Some time later, utterly oblivious to these developments, I was working my way through the old Cloak strips in the school’s stash of Smash! and Pow! I decided I wanted more of my new favourite comic strip, and one Saturday afternoon accompanied my mum to the newsagent just down the road from our grandparents’ house where we would every week pick up a copy of the Birmingham Evening Mail for our grandad. I can still see that shop interior and its sloping counter shelved with confectionery. I checked the comics on display: no sign of Smash! and Pow! We asked the newsagent. He may even have looked in his order book. But it was all in vain. There was certainly a comic called Smash! on sale in the shop, but it was nothing like the ones I’d been reading at school. Thus ended my pursuit of The Cloak.

Many years later, courtesy of the internet, I looked into the history of The Cloak and was intrigued to discover that, like me, he hailed from Birmingham – specifically, the studio of comic artist Mike Higgs, whose Moonbird strip I used to follow in the Evening Mail. I’d had no idea that my lost comic favourite had such local connections. Maybe this had been part of his appeal? Or was it just the quirky art and the character’s novel appearance?

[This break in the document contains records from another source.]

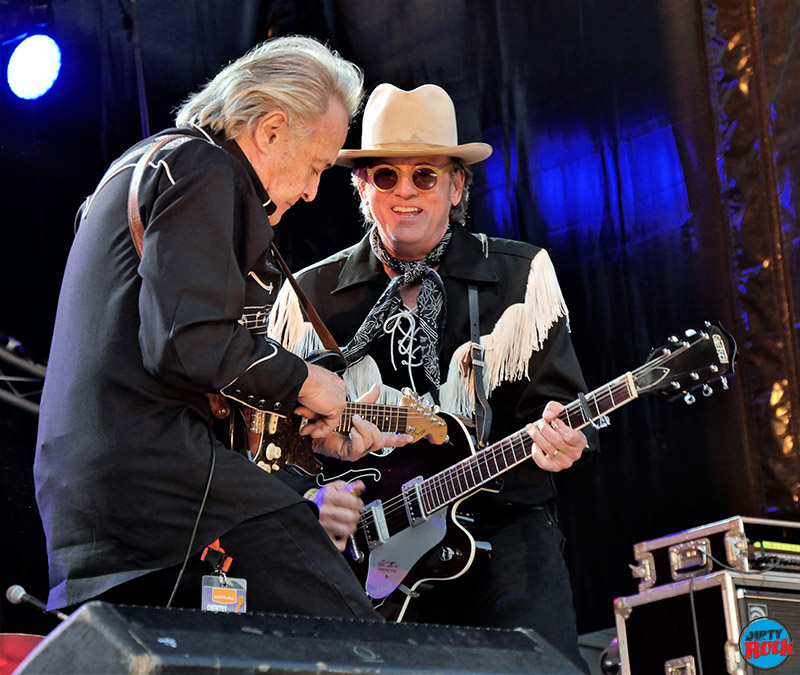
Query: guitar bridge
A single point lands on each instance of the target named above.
(413, 502)
(373, 519)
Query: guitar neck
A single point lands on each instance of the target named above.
(387, 418)
(460, 479)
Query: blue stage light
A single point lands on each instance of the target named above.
(34, 66)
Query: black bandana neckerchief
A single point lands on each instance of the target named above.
(430, 304)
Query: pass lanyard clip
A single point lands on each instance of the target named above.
(215, 556)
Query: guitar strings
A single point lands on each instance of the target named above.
(448, 477)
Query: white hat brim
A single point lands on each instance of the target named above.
(469, 153)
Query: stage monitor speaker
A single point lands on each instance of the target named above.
(104, 638)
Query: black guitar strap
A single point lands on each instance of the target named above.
(483, 412)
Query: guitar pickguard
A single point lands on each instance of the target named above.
(389, 563)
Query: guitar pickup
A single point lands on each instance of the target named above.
(373, 519)
(413, 501)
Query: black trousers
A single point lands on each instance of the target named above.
(523, 582)
(290, 564)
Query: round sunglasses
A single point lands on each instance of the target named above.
(424, 177)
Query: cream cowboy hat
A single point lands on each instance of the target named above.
(422, 121)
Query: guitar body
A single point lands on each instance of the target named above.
(436, 548)
(408, 531)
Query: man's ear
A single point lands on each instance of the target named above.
(458, 187)
(270, 129)
(362, 191)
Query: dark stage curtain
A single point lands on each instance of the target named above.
(611, 128)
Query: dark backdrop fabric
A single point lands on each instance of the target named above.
(607, 145)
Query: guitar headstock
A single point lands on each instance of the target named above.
(422, 419)
(685, 364)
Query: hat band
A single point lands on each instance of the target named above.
(431, 147)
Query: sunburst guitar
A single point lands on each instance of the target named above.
(274, 442)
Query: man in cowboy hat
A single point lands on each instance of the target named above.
(402, 302)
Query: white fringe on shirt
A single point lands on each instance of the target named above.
(521, 329)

The Cloak was gone but not entirely forgotten: the character made a brief reappearance alongside an interview with his creator in issue 13 of the Comic journal Crikey, and is claimed to have been amongst the characters included in a six-issue series Albion (2005) intended as a revival for various IPC-owned properties. There have been no strip collections, and the only way I’ll get to see him again is in old copies of Pow! and Smash! of which, at time of writing, I own precicely none.

The big question here is, would I still find The Cloak entertaining today, more than fifty years later? Or is that even relevant? Higgs’ quirky strip wasn’t aimed at 63-year-old men, and it’s enough that I found it appealing at the age of eight or nine. Looking at the few pages available online, I’m surprised at how crude the art appears, with its childlike qualities. But that was part of its charm. In some respects, it reminds me of the work of Tove Janssen, whose Moomin books (see my last post) would soon become another object of fascination for my nine-year-old self.

My thwarted pursuit of The Cloak serves as a reminder of how ephemeral comic characters can be. The true icons of comics – Desperate Dan, Dennis the Menace et al – endure over decades while others come and go, sometimes in a matter of weeks or months. The Cloak didn’t do so badly, clocking up two years of adventures, and it was just my bad luck to discover him mere weeks after he’d ridden off into the sunset.